Accounting for precipitation asymmetry in the cascade generator preserves the good performances of MRCs concerning statistics related to precipitation distribution (standard deviations and precipitation extremes) and improves other aspects of the disaggregated precipitation time series. For the Swiss context considered in our work, we outline the following.

• Accounting for precipitation asymmetry leads to significant model improvements for all statistics related to the temporal persistence and intermittency of precipitation, which are known to be difficult to simulate with standard MRC models.

• The statistical distribution of BDCs is expected to strongly depend on the external pattern of precipitation. This dependency is well (respectively, is not) reproduced when precipitation asymmetry is included (respectively, not included) in the MRC.

• The statistics of a precipitation time series are not expected to change when the time series is offset in time by a small time duration. This offset independence property is well (respectively, is not) satisfied when precipitation asymmetry is included (respectively, not included) in the MRC.

Among the four different MRC models considered here, the one that accounts only for precipitation intensity and asymmetry seems promising. It performs very well for all considered statistics, for all seasons and for all temporal resolutions. It is, moreover, very parsimonious, with only five parameters. The five parameters are almost all independent from each other and can be estimated in a robust way, which avoids equifinality issues (Beven, 2006; Bárdossy, 2007). Whatever the parameter, the regional coherency is rather impressive. While all parameters present significant spatial variability, reflecting the large variety of regional climates in Switzerland, the spatial variations of parameter estimates are very smooth. This suggests that a relevant regional model will be possible for all parameters, allowing in turn the temporal disaggregation of coarse-resolution precipitation data anywhere in Switzerland.

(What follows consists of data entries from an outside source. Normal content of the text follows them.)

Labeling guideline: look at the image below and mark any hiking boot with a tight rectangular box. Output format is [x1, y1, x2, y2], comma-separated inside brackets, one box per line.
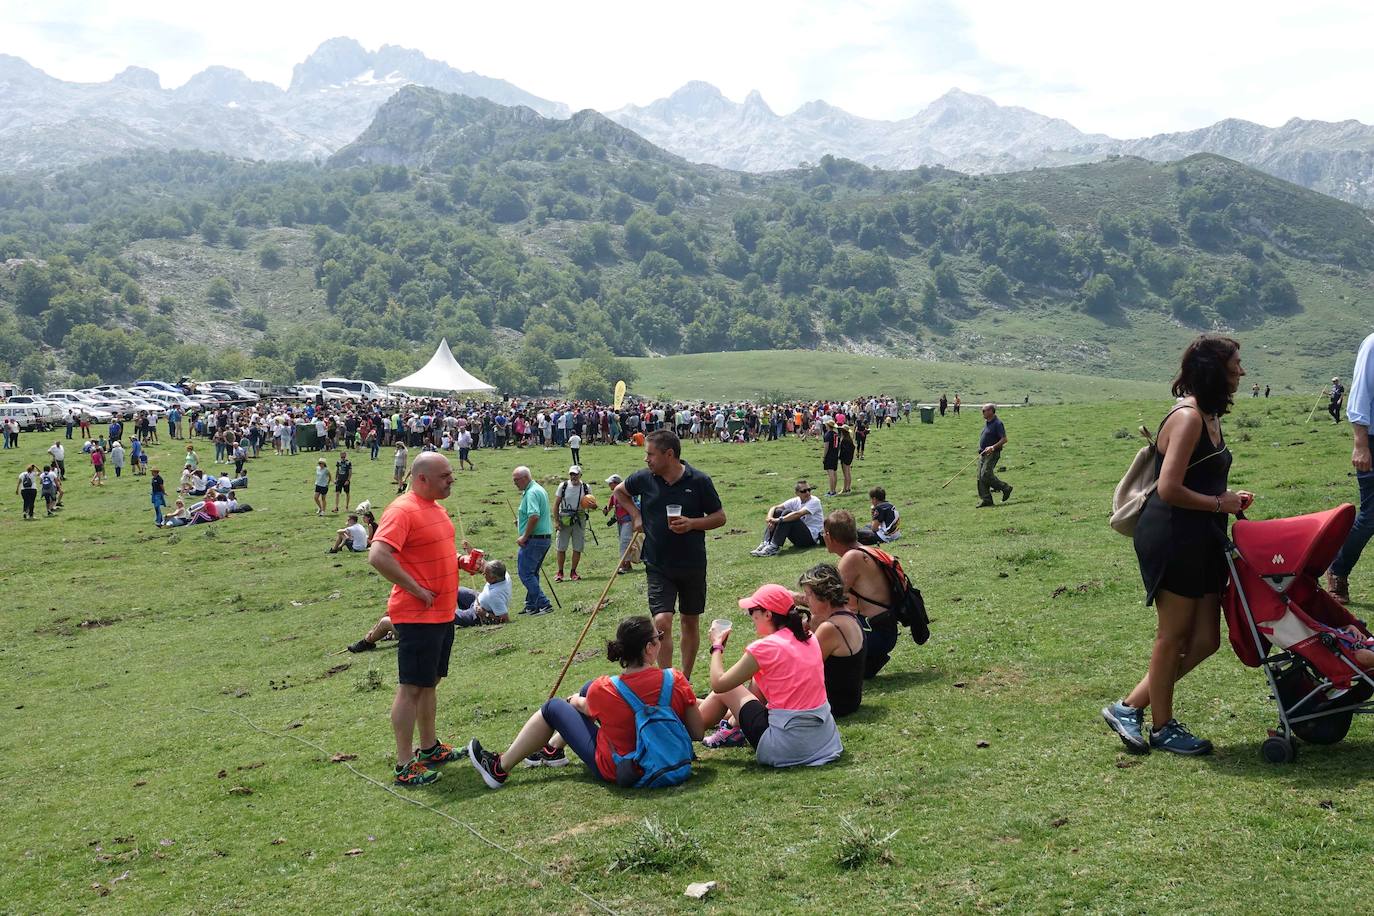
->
[703, 724, 747, 748]
[1002, 485, 1013, 503]
[1102, 700, 1149, 753]
[1149, 720, 1212, 756]
[1327, 571, 1351, 604]
[393, 759, 440, 787]
[468, 739, 508, 788]
[523, 744, 569, 768]
[347, 639, 376, 653]
[415, 741, 464, 766]
[975, 500, 995, 508]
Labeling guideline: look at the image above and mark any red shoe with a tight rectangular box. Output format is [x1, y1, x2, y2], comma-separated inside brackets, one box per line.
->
[554, 573, 564, 583]
[570, 572, 582, 581]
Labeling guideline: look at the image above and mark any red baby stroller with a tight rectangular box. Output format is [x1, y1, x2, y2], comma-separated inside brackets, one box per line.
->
[1222, 503, 1373, 763]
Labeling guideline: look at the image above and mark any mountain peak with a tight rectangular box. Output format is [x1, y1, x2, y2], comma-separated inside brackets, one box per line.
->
[111, 66, 161, 91]
[176, 66, 282, 103]
[742, 89, 775, 118]
[290, 37, 372, 92]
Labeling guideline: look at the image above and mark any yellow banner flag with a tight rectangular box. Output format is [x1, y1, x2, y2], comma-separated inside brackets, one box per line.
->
[613, 380, 627, 410]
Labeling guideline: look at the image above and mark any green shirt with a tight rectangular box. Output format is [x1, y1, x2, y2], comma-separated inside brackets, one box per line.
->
[518, 482, 553, 536]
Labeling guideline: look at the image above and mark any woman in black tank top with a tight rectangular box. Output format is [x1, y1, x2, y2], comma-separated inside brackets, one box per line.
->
[1103, 336, 1254, 758]
[799, 563, 866, 717]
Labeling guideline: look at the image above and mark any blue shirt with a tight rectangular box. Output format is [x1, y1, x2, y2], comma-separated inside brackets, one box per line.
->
[1348, 331, 1374, 429]
[979, 417, 1006, 452]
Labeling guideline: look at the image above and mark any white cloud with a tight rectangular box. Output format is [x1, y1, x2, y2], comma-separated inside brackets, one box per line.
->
[2, 0, 1373, 137]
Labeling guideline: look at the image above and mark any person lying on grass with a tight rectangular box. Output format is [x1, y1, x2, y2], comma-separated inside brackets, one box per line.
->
[347, 549, 502, 652]
[468, 616, 705, 787]
[696, 584, 842, 767]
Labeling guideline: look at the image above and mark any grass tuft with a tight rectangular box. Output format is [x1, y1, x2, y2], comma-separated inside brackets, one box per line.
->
[606, 817, 705, 874]
[836, 817, 899, 870]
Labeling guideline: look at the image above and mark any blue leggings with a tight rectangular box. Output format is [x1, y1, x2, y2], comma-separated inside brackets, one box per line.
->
[539, 680, 610, 782]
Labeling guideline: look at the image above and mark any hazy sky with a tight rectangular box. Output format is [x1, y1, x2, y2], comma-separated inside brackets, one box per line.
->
[4, 0, 1371, 137]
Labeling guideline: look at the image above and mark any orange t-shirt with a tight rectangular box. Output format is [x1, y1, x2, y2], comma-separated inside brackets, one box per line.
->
[631, 432, 645, 446]
[584, 667, 697, 781]
[372, 492, 458, 624]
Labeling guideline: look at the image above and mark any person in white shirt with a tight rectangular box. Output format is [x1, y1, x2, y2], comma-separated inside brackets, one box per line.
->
[1328, 330, 1374, 603]
[751, 480, 825, 557]
[47, 441, 66, 478]
[457, 560, 513, 626]
[329, 514, 371, 553]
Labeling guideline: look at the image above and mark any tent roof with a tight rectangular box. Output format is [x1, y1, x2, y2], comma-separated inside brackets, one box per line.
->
[388, 339, 494, 393]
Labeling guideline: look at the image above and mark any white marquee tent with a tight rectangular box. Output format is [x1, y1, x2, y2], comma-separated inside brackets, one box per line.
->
[388, 339, 494, 393]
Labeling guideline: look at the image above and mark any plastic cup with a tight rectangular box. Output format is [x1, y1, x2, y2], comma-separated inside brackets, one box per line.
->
[710, 618, 732, 636]
[666, 504, 683, 518]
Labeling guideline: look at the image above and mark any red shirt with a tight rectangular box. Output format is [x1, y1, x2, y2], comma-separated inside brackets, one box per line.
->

This disaggregation modelling framework is promising and could also be suited to other climate contexts worldwide. Additional applications could help to better characterise its performance, its limitations and its potential for regionalisation in such other contexts.

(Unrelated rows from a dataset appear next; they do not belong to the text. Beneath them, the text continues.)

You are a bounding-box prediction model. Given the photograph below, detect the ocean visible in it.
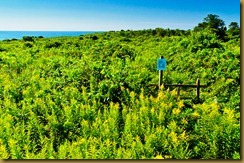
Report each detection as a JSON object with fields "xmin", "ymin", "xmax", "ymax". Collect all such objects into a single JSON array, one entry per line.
[{"xmin": 0, "ymin": 31, "xmax": 104, "ymax": 40}]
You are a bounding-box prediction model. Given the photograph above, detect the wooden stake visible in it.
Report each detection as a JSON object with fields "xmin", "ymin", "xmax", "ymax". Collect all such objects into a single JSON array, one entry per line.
[
  {"xmin": 196, "ymin": 78, "xmax": 200, "ymax": 99},
  {"xmin": 158, "ymin": 56, "xmax": 164, "ymax": 89},
  {"xmin": 177, "ymin": 83, "xmax": 181, "ymax": 99}
]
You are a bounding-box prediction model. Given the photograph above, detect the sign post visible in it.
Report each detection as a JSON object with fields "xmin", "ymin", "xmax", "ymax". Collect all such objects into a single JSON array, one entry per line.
[{"xmin": 157, "ymin": 56, "xmax": 166, "ymax": 89}]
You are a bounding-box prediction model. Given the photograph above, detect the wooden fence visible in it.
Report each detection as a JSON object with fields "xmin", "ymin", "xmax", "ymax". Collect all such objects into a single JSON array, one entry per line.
[
  {"xmin": 150, "ymin": 79, "xmax": 208, "ymax": 99},
  {"xmin": 151, "ymin": 56, "xmax": 208, "ymax": 102},
  {"xmin": 150, "ymin": 78, "xmax": 208, "ymax": 100}
]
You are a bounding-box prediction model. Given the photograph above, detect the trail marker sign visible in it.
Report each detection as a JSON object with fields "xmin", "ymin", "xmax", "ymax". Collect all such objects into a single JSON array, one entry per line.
[{"xmin": 157, "ymin": 58, "xmax": 166, "ymax": 70}]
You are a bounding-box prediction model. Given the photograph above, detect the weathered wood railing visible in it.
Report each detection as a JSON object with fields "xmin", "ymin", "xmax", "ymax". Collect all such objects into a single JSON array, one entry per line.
[
  {"xmin": 150, "ymin": 78, "xmax": 208, "ymax": 100},
  {"xmin": 152, "ymin": 56, "xmax": 208, "ymax": 102}
]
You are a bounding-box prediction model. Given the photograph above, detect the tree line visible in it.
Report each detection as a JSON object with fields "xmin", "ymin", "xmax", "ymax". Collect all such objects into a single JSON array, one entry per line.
[{"xmin": 106, "ymin": 14, "xmax": 239, "ymax": 41}]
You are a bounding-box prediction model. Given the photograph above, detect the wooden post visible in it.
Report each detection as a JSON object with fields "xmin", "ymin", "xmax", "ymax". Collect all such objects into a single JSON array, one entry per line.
[
  {"xmin": 177, "ymin": 83, "xmax": 181, "ymax": 99},
  {"xmin": 158, "ymin": 56, "xmax": 164, "ymax": 89},
  {"xmin": 196, "ymin": 78, "xmax": 200, "ymax": 99}
]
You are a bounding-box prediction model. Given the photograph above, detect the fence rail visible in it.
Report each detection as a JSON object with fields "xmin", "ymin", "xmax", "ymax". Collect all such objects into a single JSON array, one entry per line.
[
  {"xmin": 150, "ymin": 84, "xmax": 208, "ymax": 88},
  {"xmin": 150, "ymin": 78, "xmax": 208, "ymax": 101}
]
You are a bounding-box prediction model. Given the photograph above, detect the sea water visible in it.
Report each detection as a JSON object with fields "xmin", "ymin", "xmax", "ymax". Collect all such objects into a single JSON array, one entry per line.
[{"xmin": 0, "ymin": 31, "xmax": 104, "ymax": 40}]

Appendix A: Estimation of scaling-model parameters

The parameters of the scaling models of each MRC model are estimated as follows:

• Model A. p_x(I,τ) is first estimated for different intensity classes I and temporal scales τ as the proportion of wet time steps where both subdivisions are wet (coloured dots in Fig. 1a). These estimates are used to fit the relationships of Eq. (7) for μ(τ) and Eq. (8) for σ(τ) using the method of least square errors, which leads to estimates of the parameters a_μ, b_μ, a_σ and b_σ. For α, this is first estimated for different classes of intensity I and different temporal scales τ (coloured dots in Fig. 1b) from the variance of the corresponding set of W⁺s by fitting a beta distribution of the W⁺ values with the method of moments (see Eq. 5). It is also estimated for different classes of temporal scales τ (all intensities included; coloured dots in Fig. 1c). The last estimates are used to fit the relationship (Eq. 12) for h(τ), which leads to estimates of the parameters α₀ and H. In the third step, the ratio $\mathit{\alpha }(I,\mathit{\tau })/h\left(\mathit{\tau }\right)$ is estimated for different classes of intensity and different temporal scales (coloured dots in Fig. 1d). These estimates are used to fit the scaling model g(I) of Eq. (13), which leads to estimates of the parameters c₀, c₁ and c₂. An example of model fit for p_x(I,τ), for g(I) and for h(τ), is given in Fig. 1a, c and d respectively (plain lines).

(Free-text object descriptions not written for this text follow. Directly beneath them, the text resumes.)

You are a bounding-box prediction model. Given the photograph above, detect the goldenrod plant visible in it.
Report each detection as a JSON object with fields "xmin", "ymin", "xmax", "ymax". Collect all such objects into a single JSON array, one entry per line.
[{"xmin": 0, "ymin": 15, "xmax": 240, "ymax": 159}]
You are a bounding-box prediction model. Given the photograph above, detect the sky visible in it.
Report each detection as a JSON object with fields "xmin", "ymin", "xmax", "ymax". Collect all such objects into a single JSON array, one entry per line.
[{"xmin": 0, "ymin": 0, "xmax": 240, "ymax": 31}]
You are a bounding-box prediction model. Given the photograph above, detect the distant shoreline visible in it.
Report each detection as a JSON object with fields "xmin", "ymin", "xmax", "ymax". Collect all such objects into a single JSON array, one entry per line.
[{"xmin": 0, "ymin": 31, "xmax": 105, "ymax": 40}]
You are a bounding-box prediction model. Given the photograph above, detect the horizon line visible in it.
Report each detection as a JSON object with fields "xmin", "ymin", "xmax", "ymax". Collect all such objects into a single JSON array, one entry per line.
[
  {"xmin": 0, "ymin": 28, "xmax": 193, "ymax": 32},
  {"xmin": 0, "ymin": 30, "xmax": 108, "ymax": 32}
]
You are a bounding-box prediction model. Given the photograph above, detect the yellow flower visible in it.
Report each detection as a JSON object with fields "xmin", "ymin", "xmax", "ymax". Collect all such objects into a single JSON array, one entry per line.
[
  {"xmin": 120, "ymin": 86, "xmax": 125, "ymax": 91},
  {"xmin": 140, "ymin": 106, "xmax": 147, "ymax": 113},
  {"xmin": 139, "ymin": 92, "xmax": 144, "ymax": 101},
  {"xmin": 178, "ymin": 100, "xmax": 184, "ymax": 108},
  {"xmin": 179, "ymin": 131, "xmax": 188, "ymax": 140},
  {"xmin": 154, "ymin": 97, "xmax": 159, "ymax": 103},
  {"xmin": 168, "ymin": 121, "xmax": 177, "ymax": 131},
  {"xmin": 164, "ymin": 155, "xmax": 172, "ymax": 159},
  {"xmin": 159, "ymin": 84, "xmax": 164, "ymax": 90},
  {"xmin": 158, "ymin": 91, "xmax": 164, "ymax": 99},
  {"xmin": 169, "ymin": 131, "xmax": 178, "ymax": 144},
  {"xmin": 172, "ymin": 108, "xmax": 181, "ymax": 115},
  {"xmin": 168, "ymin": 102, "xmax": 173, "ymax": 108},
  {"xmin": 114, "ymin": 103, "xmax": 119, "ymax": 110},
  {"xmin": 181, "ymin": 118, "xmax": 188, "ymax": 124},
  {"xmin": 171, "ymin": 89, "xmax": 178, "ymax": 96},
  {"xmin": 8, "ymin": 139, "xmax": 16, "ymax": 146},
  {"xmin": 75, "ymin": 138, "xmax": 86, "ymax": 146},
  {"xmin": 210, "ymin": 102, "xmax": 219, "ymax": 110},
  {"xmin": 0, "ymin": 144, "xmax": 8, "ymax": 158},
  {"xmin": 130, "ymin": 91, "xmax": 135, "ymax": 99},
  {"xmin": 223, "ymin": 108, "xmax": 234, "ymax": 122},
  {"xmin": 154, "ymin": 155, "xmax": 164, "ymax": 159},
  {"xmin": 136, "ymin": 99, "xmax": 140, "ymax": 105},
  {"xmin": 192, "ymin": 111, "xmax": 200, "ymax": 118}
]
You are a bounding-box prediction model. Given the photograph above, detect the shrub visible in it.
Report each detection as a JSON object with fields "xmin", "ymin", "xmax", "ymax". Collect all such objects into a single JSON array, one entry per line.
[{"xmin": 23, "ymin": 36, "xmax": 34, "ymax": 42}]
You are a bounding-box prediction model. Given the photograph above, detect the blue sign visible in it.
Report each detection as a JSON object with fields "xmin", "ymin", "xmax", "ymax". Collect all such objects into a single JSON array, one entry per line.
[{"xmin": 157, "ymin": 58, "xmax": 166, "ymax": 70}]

• Model B. The estimation of model B follows a similar but more direct sequential process than for model A. In model B, p_x and α are assumed to only depend on the intensity I. In a first step, estimates of p_x (respectively, α) are thus simply obtained for different classes of intensity and temporal scales (coloured dots in Fig. S2c). These p_x (respectively, α) estimates are then used to fit the scaling relationship (Eq. 9) for p_x(I) (respectively, Eq.13 for α(I)) and to obtain estimates of μ and σ (respectively, K). An illustration is given in Fig. 1b for α.

• Models A⁺ and B⁺. Estimating the additional parameters related to the asymmetry follows an independent estimation process. Different φ and m estimates are first obtained for different Z-index classes (all intensities and all temporal scales are merged for the estimation). For φ, these estimates are obtained from Eq. (15), while estimates of m are obtained as the mean of the W⁺ values for different Z-index classes. The scaling models Eq. (16) for φ(Z) and Eq. (17) for m(Z) are then fitted on these estimates, which leads to estimates of the parameters ν and λ, respectively. An example of fit is illustrated in Fig. 3b and c. The different steps necessary to obtain p₀₁ and p₀₁ and the two parameters α₁ and α₂ of the asymmetric beta distribution are described in Sect. 2.4.